Добавить в цитаты Настройки чтения

Страница 8 из 85

— Я узнаю, с кем можно было бы связаться, — сказала Анника. — И наверное, стоит переговорить с другими округами, чтобы выяснить, не сделали ли они уже нечто подобное, забыв нас уведомить. Ни к чему делать двойную работу, тратя время и деньги впустую.

— Отличная мысль, спасибо, — сказал Патрик и повернулся к доске, на которой они поместили фотографию Виктории и записали основные сведения о ней.

Где-то в другом конце коридора по радио передавали веселый шлягер. Бодрая музыка и радостный текст резко контрастировали с подавленным настроением, царящим на кухне. Вообще в участке существовал зал заседаний, где сотрудники могли бы сидеть, однако он был холодным и неуютным, поэтому они предпочитали собираться на кухне, где было куда приятнее.
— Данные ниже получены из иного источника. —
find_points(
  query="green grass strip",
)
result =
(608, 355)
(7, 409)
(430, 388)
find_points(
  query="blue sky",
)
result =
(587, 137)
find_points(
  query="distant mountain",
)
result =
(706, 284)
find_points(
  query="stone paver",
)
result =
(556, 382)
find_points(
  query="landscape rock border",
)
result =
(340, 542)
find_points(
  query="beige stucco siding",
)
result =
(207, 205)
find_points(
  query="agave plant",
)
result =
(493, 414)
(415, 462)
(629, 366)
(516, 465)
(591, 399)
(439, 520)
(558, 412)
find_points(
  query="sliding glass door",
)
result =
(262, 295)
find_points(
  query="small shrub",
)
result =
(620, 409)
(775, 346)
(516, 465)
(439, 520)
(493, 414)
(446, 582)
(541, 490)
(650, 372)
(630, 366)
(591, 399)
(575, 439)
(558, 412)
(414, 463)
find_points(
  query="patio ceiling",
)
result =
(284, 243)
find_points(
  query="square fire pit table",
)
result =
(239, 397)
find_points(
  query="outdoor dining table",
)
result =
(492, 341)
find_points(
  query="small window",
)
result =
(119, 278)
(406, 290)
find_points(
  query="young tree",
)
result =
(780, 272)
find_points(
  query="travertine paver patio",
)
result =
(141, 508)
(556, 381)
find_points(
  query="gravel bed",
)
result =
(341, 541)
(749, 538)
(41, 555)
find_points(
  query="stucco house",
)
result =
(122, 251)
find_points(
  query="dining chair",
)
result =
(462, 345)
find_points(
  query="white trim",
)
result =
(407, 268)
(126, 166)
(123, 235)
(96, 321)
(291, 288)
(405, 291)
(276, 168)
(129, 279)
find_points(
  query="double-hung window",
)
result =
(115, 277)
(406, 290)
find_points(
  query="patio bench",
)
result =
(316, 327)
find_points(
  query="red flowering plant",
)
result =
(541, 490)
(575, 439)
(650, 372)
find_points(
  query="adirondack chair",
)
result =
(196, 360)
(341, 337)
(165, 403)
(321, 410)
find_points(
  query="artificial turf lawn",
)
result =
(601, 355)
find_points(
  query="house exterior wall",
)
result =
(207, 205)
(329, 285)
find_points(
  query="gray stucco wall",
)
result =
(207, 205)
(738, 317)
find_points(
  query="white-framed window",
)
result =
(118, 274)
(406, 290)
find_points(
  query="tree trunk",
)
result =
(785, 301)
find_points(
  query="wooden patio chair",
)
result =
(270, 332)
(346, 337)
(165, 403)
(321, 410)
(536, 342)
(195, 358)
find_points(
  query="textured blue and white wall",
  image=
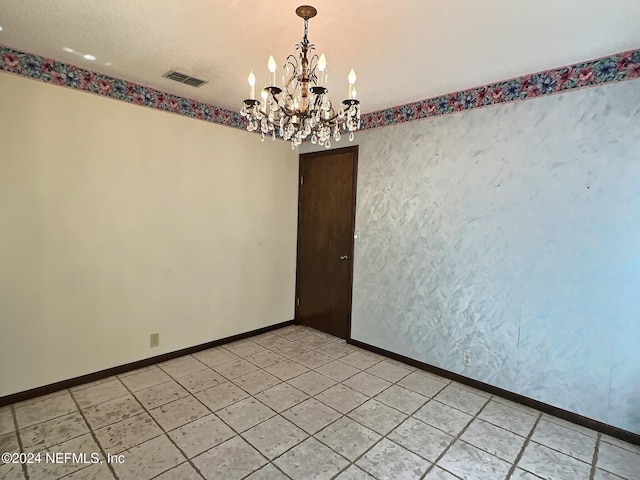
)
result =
(511, 232)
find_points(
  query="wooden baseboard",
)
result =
(514, 397)
(92, 377)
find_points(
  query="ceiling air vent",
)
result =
(184, 78)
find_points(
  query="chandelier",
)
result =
(301, 108)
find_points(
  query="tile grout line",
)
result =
(456, 438)
(227, 380)
(389, 432)
(93, 435)
(524, 446)
(21, 447)
(594, 461)
(163, 431)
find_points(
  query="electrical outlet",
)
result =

Кроме того, здесь всегда был под рукой кофе, а его им понадобится немало. Прежде чем совещание закончится, будет выпит не один литр.

Некоторое время Хедстрём сидел в задумчивости, а потом потянулся и стал раздавать всем задания:

— Анника, ты сделаешь папку со всеми материалами, которые у нас есть по делу Виктории, а также теми сведениями, которые мы получили из других округов. Все это пошлешь потом специалисту, который будет составлять профиль злоумышленника. Следи за тем, чтобы эта информация постоянно обновлялась за счет новых данных, которые мы будем получать.

— Само собой, я все записываю, — ответила секретарь, сидевшая за кухонным столом с бумагой и ручкой. Патрик пытался приучить ее пользоваться ноутбуком, но она категорически отказалась. А если Анника не хотела чего-то делать, то она этого и не делала.

— Отлично, — кивнул Хедстрём. — И еще — подготовь на завтра к четырем часам пресс-конференцию. А то нам оборвут телефон.

Боковым зрением он отметил, как Мелльберг удовлетворенно пригладил волосы. Вероятно, ничто не сможет удержать его от участия в пресс-конференции.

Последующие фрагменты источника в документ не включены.